Visit Horsham: Places to stay, things to do

Only an hour's train journey from central London and half an hour from the coast, Horsham is an ideally situated town. But don’t let its commuter status fool you; the Sussex market town has its fair share of history, architectural heritage, and beautiful countryside. 

Published: January 14th, 2013 at 8:44 am

Why go there?


With records of the town existing since AD 947, but a cosmopolitan, modern shopping centre, Horsham is the right combination of the old and new. A good place to start might be from its centre, the Carfax: the focal point of many of Horsham’s events due to its pedestrianized cobbled streets and pretty gas lamps. It is particularly attractive during the summer with space to shop, relax or eat in the numerous restaurants and cafés that put tables outside. Horsham has been a bustling market town for centuries and still enjoys thriving markets on Saturdays, selling arts and crafts, and local produce.

While at the weekend the centre of Horsham can be busy, a short distance away is the tranquil Causeway. This tree-lined street is commonly thought of as one of the most beautiful streets in Sussex. Here there is a mixture of 15th and 16th century houses, one of which is home to the Horsham Museum and Art Gallery. The museum has been collecting artefacts since it opened in 1893 and now has a treasure trove of local history objects displayed in 26 galleries. It also boasts two galleries featuring the work of local artists and craftspeople. One of Horsham’s oldest buildings may be found at the end of the Causeway. The picturesque St. Mary’s church - built around 1247 - is certainly worth a visit.
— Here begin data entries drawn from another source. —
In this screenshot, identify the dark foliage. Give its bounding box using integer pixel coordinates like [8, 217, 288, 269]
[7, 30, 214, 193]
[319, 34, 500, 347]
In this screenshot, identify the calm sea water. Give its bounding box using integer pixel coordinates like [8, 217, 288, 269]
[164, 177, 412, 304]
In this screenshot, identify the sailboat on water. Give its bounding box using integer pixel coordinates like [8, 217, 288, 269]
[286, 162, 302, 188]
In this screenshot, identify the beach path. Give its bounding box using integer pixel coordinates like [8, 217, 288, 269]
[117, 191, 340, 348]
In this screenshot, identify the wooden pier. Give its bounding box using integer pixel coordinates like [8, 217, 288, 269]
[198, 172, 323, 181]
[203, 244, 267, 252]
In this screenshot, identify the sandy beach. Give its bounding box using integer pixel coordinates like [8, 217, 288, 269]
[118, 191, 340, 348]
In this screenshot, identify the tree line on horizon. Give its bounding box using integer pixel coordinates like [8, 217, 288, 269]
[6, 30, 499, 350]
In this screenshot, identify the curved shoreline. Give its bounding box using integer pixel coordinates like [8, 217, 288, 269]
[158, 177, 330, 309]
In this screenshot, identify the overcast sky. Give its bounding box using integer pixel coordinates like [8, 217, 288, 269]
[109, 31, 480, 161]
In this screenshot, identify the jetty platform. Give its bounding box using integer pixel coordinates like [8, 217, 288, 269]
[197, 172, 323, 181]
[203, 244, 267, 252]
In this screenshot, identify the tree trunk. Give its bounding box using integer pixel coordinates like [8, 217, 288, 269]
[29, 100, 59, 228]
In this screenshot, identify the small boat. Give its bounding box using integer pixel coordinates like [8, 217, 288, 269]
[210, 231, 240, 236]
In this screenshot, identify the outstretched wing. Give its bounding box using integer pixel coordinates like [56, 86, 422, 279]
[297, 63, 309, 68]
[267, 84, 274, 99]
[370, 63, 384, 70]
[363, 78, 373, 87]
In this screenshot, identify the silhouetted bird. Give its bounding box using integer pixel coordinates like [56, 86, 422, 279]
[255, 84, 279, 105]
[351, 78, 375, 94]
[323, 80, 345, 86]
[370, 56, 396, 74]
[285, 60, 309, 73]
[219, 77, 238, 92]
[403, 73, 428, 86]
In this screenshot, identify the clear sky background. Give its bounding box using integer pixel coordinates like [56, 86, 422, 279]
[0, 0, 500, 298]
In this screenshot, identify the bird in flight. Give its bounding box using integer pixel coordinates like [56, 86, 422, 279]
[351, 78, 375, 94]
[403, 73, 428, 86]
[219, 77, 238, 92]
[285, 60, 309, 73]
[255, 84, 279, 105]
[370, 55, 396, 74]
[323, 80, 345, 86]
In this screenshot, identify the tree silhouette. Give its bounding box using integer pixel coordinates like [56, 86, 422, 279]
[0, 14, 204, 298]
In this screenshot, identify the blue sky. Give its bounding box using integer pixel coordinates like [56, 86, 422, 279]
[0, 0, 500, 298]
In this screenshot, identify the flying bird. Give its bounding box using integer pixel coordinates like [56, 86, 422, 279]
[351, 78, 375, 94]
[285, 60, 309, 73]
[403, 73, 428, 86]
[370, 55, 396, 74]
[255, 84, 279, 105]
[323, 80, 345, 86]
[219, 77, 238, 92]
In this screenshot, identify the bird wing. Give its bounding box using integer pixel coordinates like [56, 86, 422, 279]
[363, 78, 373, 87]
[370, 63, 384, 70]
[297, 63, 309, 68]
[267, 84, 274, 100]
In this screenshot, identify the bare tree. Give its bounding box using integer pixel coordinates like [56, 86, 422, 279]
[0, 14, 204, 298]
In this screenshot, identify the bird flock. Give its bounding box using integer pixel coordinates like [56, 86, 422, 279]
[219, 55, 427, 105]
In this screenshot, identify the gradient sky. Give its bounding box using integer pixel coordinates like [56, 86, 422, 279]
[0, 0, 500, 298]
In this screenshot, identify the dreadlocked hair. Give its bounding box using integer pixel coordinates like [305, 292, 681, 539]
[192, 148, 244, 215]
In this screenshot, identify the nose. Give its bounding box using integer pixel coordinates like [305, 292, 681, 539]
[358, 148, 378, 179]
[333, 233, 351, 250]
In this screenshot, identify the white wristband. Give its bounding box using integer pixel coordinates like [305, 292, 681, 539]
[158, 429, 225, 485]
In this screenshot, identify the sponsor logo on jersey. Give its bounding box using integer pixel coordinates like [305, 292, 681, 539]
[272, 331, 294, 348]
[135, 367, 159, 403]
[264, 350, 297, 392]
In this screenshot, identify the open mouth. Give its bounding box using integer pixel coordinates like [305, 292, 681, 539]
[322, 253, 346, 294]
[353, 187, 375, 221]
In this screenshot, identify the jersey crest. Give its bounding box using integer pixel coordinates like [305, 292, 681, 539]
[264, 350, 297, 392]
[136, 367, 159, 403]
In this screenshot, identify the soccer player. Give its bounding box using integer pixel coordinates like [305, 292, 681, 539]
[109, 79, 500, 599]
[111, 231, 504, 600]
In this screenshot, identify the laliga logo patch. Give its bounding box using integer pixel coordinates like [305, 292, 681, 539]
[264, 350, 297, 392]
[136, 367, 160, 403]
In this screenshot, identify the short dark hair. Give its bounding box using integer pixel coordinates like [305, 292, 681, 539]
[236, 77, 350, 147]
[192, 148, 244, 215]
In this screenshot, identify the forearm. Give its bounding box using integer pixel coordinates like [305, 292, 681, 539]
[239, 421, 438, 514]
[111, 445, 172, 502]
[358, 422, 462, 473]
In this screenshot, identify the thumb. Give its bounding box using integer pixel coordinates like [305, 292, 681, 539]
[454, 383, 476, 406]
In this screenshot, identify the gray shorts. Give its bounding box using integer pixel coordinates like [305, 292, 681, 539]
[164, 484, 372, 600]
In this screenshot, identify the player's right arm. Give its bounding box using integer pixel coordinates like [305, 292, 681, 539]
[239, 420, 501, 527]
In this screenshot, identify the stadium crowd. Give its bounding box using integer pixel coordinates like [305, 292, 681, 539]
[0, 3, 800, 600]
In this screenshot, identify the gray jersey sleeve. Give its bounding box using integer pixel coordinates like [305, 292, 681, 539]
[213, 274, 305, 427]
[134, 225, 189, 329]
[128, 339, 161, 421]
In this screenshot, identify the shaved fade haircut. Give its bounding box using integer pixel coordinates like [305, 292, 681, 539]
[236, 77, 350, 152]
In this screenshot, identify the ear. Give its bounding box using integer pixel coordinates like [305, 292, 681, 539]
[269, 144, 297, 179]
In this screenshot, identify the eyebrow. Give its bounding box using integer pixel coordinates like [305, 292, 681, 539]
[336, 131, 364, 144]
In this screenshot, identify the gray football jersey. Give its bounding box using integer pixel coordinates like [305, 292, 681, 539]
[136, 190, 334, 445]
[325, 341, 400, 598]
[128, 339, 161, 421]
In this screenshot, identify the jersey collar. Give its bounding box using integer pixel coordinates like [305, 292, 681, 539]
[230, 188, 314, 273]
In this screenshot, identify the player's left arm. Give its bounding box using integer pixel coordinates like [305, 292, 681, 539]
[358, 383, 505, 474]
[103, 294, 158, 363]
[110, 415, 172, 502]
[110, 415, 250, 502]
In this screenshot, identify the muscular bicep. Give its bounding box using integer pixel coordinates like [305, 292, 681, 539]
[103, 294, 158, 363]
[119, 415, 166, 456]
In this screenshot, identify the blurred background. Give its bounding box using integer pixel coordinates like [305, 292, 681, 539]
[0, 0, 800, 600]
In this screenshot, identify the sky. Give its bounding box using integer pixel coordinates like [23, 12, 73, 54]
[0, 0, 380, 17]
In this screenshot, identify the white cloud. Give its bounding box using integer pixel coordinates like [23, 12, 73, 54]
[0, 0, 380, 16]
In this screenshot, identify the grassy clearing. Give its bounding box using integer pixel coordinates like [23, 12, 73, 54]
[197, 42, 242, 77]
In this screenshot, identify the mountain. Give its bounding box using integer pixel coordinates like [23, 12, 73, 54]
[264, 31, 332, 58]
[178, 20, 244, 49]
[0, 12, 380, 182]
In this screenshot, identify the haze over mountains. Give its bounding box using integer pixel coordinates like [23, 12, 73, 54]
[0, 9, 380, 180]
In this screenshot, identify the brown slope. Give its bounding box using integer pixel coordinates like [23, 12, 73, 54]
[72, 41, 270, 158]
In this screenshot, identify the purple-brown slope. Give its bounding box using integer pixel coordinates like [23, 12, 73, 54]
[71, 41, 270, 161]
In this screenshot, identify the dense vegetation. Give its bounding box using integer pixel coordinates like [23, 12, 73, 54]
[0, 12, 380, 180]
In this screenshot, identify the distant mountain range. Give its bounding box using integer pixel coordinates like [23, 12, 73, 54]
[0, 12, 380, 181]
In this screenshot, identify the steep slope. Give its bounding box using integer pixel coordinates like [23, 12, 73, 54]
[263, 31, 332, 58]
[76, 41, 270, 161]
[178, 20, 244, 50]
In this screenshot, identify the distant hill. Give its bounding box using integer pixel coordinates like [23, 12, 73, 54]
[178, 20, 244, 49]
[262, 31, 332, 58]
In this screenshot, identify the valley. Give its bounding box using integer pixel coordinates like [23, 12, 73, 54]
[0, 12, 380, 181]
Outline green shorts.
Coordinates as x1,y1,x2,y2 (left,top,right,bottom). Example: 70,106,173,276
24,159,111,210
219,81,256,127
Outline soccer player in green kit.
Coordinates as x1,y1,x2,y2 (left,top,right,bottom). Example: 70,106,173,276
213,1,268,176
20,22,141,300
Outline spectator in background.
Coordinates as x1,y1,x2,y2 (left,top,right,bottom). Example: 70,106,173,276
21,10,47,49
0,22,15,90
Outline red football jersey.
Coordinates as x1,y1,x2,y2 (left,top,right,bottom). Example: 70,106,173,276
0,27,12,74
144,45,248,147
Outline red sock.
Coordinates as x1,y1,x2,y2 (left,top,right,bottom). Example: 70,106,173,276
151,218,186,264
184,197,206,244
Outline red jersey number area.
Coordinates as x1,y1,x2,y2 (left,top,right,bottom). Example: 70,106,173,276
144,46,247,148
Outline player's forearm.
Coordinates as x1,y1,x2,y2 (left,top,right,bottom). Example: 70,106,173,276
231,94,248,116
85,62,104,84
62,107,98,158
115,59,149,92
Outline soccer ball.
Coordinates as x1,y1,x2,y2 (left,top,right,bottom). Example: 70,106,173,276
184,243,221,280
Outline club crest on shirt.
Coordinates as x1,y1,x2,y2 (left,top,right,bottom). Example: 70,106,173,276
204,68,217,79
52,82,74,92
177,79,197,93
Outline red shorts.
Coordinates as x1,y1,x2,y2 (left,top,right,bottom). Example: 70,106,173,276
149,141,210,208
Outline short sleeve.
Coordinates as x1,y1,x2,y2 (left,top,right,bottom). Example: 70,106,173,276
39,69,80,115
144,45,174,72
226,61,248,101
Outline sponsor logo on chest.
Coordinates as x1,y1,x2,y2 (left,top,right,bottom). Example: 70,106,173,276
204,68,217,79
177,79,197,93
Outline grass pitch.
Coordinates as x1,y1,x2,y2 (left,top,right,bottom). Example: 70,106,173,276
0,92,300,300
The area around Horsham is equally worth exploring. A short distance from the town centre is Warnham Nature Reserve where over 100 species of bird may be found. Further afield is the South Downs National Park, recognised as an area of outstanding natural beauty.

Where to stay?

A convenient 10-minute walk from the town centre is Sillett House Bed and Breakfast, a refurbished Victorian house. There are two individual en-suite bedrooms situated on the first floor. Both rooms are doubles and one can be set as a twin. For larger groups and families looking for self-catering facilities, Byre Cottages can sleep two, four or six people. A 15-minute drive from the centre of Horsham, it is situated in the South Downs National Park.

Where to eat? 

The town centre offers a wide choice. For light lunches or afternoon teas, the Artisan Patisserie has a huge choice of different teas and enticing cakes. For those seeking a fine-dining experience, Restaurant Tristan is the latest platform for Michelin-starred chef, Tristan Mason. Pub-restaurant, Crompton's has also proven popular. It serves lunch and dinner in either their cosy restaurant space or spacious conservatory.


Tell us a secret

The romantic poet Percy Bysshe Shelley was born in 1792 at Field Place, near Horsham.